Entertainment

The Lantern Man ready to light up the stage at Duncairn Arts Centre

Playwright Jane Coyle tells Gail Bell how a letter and box of dusty old photographic slides from the First World War set the scene for her latest production

The Lantern cast members Shane Whisker, Hannah Coyle, Julie Kinsella and Noel McGee in rehearsal Picture: Kealan McCambridge/MAC Visual Media
The Lantern cast members Shane Whisker, Hannah Coyle, Julie Kinsella and Noel McGee in rehearsal Picture: Kealan McCambridge/MAC Visual Media The Lantern cast members Shane Whisker, Hannah Coyle, Julie Kinsella and Noel McGee in rehearsal Picture: Kealan McCambridge/MAC Visual Media

HOLYWOOD-based arts journalist and playwright Jane Coyle can't seem to stop stumbling across things which make her write plays.

A suitcase belonging to a Holocaust survivor she glimpsed in a Jewish museum in Vienna inspired The Suitcase (premiered at the Belfast International Arts Festival last year) and her latest offering also owes its genesis to a historic discovery.

Although The Lantern Man is her first play, it is the third to be professionally produced after being originally commissioned as a radio drama for RTE which, for production reasons, never aired.

Inspired by a box of First World War lantern slides unearthed in the organ loft of Alexandra Presbyterian Church in north Belfast in 2013, The Lantern Man opens in Belfast on September 9, for the first performance in a nine-date tour.
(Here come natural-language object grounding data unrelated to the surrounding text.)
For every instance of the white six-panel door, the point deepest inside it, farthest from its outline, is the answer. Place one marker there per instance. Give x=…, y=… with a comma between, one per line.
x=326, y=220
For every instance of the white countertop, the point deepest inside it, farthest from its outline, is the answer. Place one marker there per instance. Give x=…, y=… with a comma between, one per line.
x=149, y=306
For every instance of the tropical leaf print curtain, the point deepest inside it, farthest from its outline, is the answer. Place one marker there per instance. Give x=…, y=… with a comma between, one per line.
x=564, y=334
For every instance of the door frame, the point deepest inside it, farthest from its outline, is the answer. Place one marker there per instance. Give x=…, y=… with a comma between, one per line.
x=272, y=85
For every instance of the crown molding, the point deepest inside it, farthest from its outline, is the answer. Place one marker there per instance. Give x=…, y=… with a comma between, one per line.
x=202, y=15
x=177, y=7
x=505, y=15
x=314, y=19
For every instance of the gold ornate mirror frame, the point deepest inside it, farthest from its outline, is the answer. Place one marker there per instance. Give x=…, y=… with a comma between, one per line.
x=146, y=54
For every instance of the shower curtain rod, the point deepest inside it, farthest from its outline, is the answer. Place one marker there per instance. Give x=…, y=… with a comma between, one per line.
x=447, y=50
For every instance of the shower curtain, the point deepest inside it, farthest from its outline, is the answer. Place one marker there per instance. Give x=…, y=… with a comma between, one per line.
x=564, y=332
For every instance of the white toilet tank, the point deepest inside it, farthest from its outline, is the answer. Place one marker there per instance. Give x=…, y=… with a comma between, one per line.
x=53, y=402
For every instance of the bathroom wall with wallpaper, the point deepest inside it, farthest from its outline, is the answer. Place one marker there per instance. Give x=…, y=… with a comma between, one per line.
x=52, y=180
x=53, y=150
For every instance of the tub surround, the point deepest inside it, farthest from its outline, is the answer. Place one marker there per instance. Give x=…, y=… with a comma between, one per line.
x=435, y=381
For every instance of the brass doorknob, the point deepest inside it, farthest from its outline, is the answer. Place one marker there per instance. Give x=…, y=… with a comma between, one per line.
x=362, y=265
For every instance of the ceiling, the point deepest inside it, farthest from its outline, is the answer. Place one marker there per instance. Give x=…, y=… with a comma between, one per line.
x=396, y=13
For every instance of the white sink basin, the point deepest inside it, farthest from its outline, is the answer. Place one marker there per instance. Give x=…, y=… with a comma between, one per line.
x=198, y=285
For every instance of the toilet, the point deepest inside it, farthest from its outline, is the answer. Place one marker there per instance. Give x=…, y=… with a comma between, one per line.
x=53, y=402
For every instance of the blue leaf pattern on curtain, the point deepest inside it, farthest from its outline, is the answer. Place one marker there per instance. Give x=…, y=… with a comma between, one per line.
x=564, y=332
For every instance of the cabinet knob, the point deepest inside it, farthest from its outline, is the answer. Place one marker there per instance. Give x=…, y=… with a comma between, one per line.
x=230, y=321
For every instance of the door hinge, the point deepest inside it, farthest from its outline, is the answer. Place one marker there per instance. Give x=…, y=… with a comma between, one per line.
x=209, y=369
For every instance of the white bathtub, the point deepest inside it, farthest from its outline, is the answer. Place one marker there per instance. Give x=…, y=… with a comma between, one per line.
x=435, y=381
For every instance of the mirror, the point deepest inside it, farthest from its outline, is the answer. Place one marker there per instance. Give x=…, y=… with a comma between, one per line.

Set in one of the most turbulent periods in Irish history – the months leading up to the Easter Rising – the play tells the story of Johnny McGrath (played by Dublin-based actor Shane Whisker), a young man "damaged in body and spirit", who returns to Dublin after active service on the Western Front.

Learning he has inherited hundreds of glass lantern slides showing images of the troops at war, he decides to put them on show to tell an increasingly critical public the 'real story' of what their men are enduring in the bloody conflict.

But despite its tensions and divided loyalties, the Welsh-born writer – who also penned Beckett-inspired monologue, Me Here, Me – insists she has no empathy for either side, with the focus simply on "telling a story" and portraying the human condition.

"I'm not a historian and I'm not a politician. I'm not even from here," she says. "I don't take sides, but I hope the play opens up discussion about the effects on individuals and their families.

"Most young Irishmen who went off to war just needed a job and they were told it would all be over before Christmas."

Coyle, who makes use of authentic slide projections of soldiers in the play, was also struck on a personal level after finding a letter from her great uncle whose regiment was stationed in Palace Barracks, Holywood, during the war years.

"The letter to his parents and brother – my grandfather – was full of youthful optimism and good humour," she recalls. "It referred to the 'funny' way people talked here and how he had just had his hair cut. A week later he caught pneumonia and died, aged just 21 and just a short walk from the house where I have lived for the past 30 years.

"He was completely unaware that he would not live to see his family again and, in a small way, the play pays tribute to those millions of similar young men who died in wars far from home."

The Lantern Man, which first came before an audience at the Belfast Pick 'n' Mix Festival – an edifying experience after which Coyle, herself a drama critic, vowed "never to give a bad review again" – has another family dimension.

Her daughter Hannah Coyle part is part of a cast which, along with Whisker, also includes Cathy Brennan-Bradley, Noel McGee, Libby Smyth and Belfast-based actors, James Doran and Julie Kinsella.

"She auditioned like everyone else," Coyle is quick to point out. "We operate independently and I wouldn't dare give her any tips. "She is studying acting in Paris and came home for the play. I think she is proud of the fact her mother wrote it, but we don't go around patting each other on the back."

Coyle adds: "When people call me a 'playwright', I have to think, 'Is that me?' Journalism is still my job, but I am becoming more familiar with the title – now I see plays round every corner."

:: The Lantern Man, directed by Stephen Beggs, will be performed at Duncairn Arts and Cultural Centre, Belfast, September 9-10, then touring.